Council Honorees and the Nobel Prize
Our Continued Anniversary Celebration
Last month we began a new feature in celebration of our 20th anniversary of Hypertension. In this feature we are pleased to salute once again those special honorees and lecturers of the Council for High Blood Pressure Research (CHBPR) who later received Nobel Prize recognition for their seminal research achievement that had been recognized by the Council. Each of these individuals either had been selected as a recipient of the Stouffer, Ciba, or Novartis Awards or was a featured speaker invited to present the Corcoran or other important special Council lectures. Then, sometime following that acknowledgment, they were recognized further by selection of the Nobel Selection Committee to receive the Nobel Prize in Medicine for their outstanding work.

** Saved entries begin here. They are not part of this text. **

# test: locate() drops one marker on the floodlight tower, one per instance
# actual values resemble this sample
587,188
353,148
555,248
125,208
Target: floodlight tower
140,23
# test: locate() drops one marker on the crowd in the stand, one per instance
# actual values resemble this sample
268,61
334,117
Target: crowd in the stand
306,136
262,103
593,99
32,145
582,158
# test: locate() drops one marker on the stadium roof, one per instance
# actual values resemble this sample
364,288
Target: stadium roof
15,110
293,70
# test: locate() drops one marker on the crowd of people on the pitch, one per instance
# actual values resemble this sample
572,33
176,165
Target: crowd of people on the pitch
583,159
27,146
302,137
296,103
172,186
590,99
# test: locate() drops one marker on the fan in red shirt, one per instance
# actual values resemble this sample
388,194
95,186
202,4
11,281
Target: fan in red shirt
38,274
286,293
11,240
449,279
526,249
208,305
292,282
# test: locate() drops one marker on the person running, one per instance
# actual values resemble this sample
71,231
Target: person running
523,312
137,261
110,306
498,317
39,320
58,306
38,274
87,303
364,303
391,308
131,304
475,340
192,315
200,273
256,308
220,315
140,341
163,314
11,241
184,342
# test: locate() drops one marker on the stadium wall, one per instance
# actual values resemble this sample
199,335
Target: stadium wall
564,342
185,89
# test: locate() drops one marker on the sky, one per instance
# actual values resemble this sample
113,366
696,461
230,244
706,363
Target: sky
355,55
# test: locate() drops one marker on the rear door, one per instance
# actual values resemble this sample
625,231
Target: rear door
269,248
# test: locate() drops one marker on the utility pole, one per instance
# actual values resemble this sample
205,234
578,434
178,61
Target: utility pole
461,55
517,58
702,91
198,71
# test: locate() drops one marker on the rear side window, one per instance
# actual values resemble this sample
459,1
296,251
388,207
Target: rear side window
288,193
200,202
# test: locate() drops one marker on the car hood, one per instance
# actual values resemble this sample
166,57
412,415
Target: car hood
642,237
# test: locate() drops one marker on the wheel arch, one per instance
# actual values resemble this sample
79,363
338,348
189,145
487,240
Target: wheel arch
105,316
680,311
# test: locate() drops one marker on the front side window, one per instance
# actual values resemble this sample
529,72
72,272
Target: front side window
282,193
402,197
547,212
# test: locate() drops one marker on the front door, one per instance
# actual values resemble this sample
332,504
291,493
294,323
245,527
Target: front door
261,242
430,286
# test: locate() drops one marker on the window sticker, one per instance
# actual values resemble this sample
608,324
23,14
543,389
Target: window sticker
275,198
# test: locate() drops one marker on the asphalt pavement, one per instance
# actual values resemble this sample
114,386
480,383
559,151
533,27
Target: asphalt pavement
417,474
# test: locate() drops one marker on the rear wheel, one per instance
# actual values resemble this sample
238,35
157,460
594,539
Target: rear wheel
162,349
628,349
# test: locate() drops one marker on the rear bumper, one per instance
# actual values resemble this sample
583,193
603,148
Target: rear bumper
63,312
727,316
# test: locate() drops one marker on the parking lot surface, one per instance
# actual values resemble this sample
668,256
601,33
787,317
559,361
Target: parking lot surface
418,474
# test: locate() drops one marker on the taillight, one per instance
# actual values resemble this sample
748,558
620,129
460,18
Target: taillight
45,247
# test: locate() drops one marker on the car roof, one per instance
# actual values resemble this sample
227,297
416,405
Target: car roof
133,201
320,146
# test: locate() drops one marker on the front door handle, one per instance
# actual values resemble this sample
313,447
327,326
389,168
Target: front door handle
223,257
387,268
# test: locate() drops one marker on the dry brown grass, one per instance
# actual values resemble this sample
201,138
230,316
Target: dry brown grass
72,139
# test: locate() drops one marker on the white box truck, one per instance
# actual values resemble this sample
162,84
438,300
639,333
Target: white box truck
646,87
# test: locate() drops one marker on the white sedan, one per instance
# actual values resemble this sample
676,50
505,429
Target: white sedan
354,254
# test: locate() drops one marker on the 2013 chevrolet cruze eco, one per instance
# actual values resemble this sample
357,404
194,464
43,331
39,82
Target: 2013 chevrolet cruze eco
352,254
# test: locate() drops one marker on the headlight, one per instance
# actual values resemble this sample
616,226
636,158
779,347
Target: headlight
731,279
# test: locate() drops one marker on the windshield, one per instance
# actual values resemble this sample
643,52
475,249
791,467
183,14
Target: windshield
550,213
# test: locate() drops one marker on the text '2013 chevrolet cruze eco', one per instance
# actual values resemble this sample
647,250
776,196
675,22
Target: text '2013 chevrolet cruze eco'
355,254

In this month’s issue we honor Doctors Sune Bergström, Bengt Samuelsson, and Sir John Vane. It was in 1974 that Doctor John Vane, of the Wellcome Research Center, summarized his important work on prostaglandin synthesis at the annual Council meeting. In 1981, Doctor Bengt Samuelsson, of the Karolïnska Institute, presented the Corcoran Lecture on his work concerning prostaglandins. One year later, in 1982, Doctors Bengt Samuelsson, Sune Bergström (who was then retired from the Karolïnska Institute), and Sir John Vane were jointly honored for their isolation, identification, and analysis of numerous prostaglandins; how they influence blood pressure, body temperature, allergic reactions, and other physiological and pharmacological phenomena. Doctor Bergström, Doctor Samuelsson’s mentor, was the first to demonstrate the existence of more than one such compound and to determine the elemental compositions of them. Doctor Samuelsson was the first to describe the metabolic sequence of prostaglandin formation. Sir John Vane was selected for his many studies, among which he demonstrated that aspirin inhibits prostaglandin synthesis in the formation of prostaglandins, thereby providing one physiological rationale for the effectiveness of the world’s most widely used drug.
Hypertension is delighted to highlight this month their contributions and accomplishments in elucidating the importance of the prostaglandins in health and disease.